Unsworth questions FA after Niasse diving ban upheld

Matt Stead

Everton striker Oumar Niasse was hit with a two-match ban for diving on Wednesday as caretaker boss David Unsworth spoke about a “dangerous precedent” being set.

Niasse has become the first Premier League player to be hit with a retrospective suspension for simulation under the new law that kicked in this season, having had his appeal rejected by the Football Association.

He was charged by the FA on Tuesday after winning a controversial penalty in Saturday’s 2-2 draw at Crystal Palace.

The FA announced in a statement on Wednesday that Niasse’s appeal had been unsuccessful, with the charge of ‘Successful Deception of a Match Official’ found proven following an independent regulatory commission hearing.

Everton said in a subsequent statement: “Although we are disappointed by the decision of the independent regulatory commission to reject Oumar’s denial of the charge, the club and the player accept the outcome of today’s hearing.

“We will make further comment when we have fully reviewed the observations contained in the report.”

At a press conference on Wednesday before the FA’s statement was released, Unsworth was asked if he thought if would set a dangerous precedent if Niasse did get banned.

And he said: “I think these people will be very busy if that’s going to be the case.

“We don’t want contact taken out the game. Slowly but surely, piece by piece, it has started to come out of the game.

“I am all for protecting players and nobody wants to see bad tackles.

“But we do have to have experts who know what a foul is and those who don’t know the game… It’s a dangerous place and a dangerous precedent that could be set if decisions are given against you which are debatable.”

The penalty in Saturday’s league contest at Selhurst Park was awarded by referee Anthony Taylor when Niasse went down in the Palace box and it was deemed that he had been fouled by Eagles defender Scott Dann, who reacted angrily to the decision.

Leighton Baines converted the spot-kick to cancel out James McArthur’s opener for the hosts, and Niasse later netted a second equaliser.

Dann said after the game that Niasse had “conned the referee”.

Unsworth added on Wednesday: “I think anywhere on the field it’s a foul.

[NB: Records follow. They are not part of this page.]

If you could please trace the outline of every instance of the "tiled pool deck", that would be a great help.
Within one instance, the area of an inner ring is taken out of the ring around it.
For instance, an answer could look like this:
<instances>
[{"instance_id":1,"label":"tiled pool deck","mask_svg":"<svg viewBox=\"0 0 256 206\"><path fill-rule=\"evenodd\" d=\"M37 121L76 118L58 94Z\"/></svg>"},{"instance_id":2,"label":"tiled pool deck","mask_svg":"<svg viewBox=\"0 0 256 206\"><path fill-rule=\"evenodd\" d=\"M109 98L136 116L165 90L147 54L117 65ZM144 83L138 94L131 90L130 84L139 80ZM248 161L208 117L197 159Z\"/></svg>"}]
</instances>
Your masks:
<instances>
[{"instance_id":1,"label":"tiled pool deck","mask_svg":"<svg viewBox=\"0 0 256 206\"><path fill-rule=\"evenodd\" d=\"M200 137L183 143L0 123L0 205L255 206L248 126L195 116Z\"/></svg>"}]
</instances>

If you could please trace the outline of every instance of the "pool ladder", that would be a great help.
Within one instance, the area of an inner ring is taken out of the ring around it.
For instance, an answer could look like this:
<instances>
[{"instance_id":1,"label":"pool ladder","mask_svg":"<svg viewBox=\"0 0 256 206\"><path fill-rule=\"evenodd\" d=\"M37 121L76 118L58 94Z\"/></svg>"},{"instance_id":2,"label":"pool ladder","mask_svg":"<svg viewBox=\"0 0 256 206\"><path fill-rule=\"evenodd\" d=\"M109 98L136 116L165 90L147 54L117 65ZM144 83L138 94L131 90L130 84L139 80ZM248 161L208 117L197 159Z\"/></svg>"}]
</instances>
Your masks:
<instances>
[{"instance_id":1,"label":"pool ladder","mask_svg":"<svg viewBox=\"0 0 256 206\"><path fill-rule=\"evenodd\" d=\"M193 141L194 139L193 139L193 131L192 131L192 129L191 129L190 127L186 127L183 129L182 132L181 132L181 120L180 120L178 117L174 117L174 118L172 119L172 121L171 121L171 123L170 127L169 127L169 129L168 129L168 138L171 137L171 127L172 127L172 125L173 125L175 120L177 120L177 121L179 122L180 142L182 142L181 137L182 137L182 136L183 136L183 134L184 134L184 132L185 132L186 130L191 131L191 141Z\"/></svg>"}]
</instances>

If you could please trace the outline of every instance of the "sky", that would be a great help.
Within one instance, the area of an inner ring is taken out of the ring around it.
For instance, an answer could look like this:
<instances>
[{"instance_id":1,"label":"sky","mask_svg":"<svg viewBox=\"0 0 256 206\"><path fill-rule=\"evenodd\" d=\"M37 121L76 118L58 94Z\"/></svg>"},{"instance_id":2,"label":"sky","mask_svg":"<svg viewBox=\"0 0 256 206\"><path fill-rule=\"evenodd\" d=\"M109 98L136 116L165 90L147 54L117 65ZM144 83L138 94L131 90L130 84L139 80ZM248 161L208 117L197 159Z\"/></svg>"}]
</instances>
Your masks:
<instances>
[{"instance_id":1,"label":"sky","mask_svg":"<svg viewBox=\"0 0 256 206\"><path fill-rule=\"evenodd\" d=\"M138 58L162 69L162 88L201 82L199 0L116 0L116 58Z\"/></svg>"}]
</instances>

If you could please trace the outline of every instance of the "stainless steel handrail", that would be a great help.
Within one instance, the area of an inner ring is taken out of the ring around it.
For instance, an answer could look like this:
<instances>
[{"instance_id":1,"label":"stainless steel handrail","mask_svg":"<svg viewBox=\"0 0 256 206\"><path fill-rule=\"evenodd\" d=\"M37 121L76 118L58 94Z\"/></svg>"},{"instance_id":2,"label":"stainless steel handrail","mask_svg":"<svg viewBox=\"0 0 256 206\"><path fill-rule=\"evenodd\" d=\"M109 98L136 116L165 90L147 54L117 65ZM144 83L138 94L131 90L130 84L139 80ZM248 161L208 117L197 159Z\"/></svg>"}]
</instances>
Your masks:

He (Niasse) was shocked and I was shocked (by the charge). We’re all bitterly disappointed.

“I think it’s a great rule but it doesn’t change my stance on if there’s contact anywhere on the pitch – slight or not, contact is contact.”

Incidents which suggest a match official has been deceived by an act of simulation are referred to a panel consisting of one ex-match official, one ex-manager and one ex-player. They will each review footage independently, and only in circumstances where the panel are unanimous will the FA issue a charge.

The ban means Niasse will miss the league games at Southampton on Sunday and at home against West Ham three days later.